The PricewaterhouseCoopers investigation found evidence of fraud in the “ exorbitant” expenditure of R76m on the three state funerals examined, those of Winnie Madikizela-Mandela, former minister Zola Skweyiya, and ambassador Billy Modise. At Madikizela-Mandela’s farewell shindig, the taxpayer spent R7m on hiring padded chairs, leather couches and scatter cushions, R2.47m for hiring draping, and R470,000 on hiring serviettes.

In the greater scheme of the looting that continues under President Cyril Ramaphosa’s bleary eyes, these are not big numbers. Embarrassingly — for ordinary citizens, that is; not for a shameless ANC — on the eve of the International Monetary Funding granting SA a US$4.3bn loan to ease the financial drain placed on the fiscus by Covid, another corruption scandal erupted.

The Special Investigations Unit is looking at allegedly fraudulent deals to the value of R2.2bn from the emergency funds set aside for the urgent acquisition of personal protective equipment for nurses and doctors. The final sum may be higher — the SIU investigation, so far, is confined to 90 Gauteng companies and a scattering of firms in KwaZulu-Natal and the Eastern Cape.

It might be unrealistic to have hoped that Ramaphosa would have by now — it is already two-and-a-half years that he has been in office — jailed at least a handful of the criminals that shelter in his party and his Cabinet.

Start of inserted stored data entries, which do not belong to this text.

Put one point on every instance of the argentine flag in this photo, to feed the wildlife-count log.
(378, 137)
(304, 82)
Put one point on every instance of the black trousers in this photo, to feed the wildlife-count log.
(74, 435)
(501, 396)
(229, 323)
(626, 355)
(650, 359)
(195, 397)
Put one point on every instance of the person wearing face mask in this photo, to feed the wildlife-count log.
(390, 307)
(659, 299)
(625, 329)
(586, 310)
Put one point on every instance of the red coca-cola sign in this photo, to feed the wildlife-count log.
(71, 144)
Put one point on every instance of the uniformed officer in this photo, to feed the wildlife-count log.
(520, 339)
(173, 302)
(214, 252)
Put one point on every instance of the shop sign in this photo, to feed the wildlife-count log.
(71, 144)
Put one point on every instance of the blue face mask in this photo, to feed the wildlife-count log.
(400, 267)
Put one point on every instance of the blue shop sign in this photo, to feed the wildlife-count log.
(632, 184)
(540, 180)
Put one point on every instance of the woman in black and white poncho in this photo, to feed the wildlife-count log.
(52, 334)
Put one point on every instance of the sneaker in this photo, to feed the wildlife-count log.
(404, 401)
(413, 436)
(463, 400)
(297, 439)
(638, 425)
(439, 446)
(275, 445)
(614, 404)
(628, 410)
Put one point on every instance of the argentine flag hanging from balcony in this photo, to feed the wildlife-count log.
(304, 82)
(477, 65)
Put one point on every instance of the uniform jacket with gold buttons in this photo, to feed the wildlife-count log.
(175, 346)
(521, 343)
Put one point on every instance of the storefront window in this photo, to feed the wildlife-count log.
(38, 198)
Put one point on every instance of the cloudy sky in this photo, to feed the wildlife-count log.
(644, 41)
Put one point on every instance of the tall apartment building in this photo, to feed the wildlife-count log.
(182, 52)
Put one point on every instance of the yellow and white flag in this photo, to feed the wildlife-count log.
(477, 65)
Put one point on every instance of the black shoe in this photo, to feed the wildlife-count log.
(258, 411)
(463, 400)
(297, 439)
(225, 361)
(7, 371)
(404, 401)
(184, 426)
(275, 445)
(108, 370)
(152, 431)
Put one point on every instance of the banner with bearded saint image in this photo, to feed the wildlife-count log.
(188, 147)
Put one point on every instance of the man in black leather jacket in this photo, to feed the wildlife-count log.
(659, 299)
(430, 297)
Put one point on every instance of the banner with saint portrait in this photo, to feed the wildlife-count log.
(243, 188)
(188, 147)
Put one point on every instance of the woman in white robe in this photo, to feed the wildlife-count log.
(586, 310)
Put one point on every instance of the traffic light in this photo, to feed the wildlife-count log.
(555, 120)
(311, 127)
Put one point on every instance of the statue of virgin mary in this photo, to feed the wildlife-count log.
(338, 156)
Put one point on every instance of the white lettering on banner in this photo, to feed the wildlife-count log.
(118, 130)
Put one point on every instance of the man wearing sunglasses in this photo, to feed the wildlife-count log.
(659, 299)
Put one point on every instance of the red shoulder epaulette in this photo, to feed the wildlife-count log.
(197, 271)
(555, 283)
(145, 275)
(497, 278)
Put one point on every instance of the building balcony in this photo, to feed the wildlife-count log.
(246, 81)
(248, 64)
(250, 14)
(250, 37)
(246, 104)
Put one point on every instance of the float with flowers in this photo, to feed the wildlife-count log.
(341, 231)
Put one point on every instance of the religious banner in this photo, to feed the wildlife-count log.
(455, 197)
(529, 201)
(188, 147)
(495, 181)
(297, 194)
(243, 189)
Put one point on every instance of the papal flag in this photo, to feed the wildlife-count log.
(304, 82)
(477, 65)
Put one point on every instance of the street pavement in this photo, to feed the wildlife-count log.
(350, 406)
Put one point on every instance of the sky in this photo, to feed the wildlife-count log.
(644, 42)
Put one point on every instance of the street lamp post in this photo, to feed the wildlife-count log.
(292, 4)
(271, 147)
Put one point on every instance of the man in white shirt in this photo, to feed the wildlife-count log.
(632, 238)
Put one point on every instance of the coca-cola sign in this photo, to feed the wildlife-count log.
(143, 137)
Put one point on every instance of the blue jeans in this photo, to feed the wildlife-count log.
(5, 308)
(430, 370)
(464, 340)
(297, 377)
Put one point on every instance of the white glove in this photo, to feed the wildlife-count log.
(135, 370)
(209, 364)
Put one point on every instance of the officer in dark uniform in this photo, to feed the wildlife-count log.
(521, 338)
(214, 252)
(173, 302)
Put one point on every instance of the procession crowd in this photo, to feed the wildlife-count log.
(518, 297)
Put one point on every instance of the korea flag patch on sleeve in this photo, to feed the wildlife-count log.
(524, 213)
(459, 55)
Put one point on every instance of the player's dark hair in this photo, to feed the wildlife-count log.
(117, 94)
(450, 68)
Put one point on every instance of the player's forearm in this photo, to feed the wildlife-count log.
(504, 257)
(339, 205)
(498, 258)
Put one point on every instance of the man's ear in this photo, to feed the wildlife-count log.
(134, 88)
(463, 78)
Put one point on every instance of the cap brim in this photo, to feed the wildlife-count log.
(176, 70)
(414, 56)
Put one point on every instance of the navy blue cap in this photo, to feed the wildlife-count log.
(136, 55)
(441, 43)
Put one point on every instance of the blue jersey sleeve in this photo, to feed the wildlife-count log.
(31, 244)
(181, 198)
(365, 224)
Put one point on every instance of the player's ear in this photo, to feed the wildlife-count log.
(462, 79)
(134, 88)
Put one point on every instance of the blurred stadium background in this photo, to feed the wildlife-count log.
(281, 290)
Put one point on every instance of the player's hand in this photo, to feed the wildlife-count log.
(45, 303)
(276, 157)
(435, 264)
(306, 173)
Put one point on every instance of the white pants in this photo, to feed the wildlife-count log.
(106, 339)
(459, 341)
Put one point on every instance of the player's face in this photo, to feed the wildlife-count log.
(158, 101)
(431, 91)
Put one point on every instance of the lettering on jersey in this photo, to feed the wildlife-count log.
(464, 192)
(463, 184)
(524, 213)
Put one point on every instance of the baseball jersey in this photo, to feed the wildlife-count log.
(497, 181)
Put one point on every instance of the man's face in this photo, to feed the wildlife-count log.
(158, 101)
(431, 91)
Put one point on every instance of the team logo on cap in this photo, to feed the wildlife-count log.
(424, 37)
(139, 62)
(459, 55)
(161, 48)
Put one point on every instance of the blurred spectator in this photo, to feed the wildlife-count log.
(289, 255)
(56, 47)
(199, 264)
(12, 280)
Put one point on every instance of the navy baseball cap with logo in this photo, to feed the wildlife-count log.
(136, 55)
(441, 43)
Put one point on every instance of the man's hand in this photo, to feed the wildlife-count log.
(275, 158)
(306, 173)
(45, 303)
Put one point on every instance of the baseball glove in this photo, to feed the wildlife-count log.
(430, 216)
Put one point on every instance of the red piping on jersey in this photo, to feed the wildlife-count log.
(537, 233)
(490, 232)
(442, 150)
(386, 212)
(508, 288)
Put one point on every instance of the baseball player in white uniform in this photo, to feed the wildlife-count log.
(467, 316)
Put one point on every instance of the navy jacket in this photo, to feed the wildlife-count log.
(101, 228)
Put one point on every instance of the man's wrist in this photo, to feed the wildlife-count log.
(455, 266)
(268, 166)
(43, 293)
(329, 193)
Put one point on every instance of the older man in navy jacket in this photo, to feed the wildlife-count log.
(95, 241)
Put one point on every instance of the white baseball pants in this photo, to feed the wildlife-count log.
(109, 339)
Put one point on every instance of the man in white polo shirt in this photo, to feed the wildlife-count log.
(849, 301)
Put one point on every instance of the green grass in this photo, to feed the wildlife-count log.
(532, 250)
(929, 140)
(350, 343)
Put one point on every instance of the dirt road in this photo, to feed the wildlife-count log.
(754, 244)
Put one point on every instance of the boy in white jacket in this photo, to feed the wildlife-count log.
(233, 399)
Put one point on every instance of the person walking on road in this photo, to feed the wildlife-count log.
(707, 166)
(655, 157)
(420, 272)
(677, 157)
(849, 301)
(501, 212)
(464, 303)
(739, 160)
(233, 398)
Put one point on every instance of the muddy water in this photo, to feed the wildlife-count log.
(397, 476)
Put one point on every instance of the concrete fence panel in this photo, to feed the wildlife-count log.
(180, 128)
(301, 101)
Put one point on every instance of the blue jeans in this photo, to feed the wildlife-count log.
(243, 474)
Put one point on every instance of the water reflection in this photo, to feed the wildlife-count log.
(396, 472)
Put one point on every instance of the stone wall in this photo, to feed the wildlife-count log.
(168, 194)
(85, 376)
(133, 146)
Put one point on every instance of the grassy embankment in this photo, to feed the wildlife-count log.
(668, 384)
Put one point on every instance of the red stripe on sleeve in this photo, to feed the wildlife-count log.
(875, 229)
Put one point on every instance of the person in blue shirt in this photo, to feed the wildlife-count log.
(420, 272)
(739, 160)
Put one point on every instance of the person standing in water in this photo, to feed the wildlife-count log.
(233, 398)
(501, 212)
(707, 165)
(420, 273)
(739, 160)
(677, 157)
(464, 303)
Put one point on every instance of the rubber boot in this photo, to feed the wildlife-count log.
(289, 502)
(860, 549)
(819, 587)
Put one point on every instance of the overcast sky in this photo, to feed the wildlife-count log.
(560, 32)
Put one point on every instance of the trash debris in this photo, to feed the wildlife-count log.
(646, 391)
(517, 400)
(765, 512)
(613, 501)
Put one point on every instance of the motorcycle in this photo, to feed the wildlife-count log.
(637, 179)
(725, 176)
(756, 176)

That is, after all, a daunting undertaking that would quite likely lead to him being ousted.

But the embezzlement of the Covid billions shows an even more worrying picture. The ANC’s culture of state looting remains virulently rampant. And ethical tone-deafness extends to the office of the president.

One of the contracts being investigated by the SIU, valued at R125m, was awarded to disputed AmaBhaca king, Madzikane II Thandisizwe Diko. Diko is married to Ramaphosa’s spokesperson, Khusela Diko, who has now “voluntarily” stepped down while the matter is investigated.

Diko has issued a statement saying that she and her husband “accept that years of cronyism have created an environment of mistrust and suspicion when individuals who are close to political office and influence are seen to be benefiting from the state in ways that may be unethical”.

“We have attempted to rectify this matter by seeking to cancel the contract, and we deeply regret the error of judgment that led Royal Bhaca to seek to do business with this department in the first place.”

So, to paraphrase: one of Ramaphosa’s closest political allies and confidantes — the woman entrusted with accurately conveying the nub of Ramaphosa’s beliefs and values to the public — didn’t realise that it would be bad public relations for her hubby to trade on political connections.

She’s either an idiot, blinded by greed, or else she understands her boss perfectly.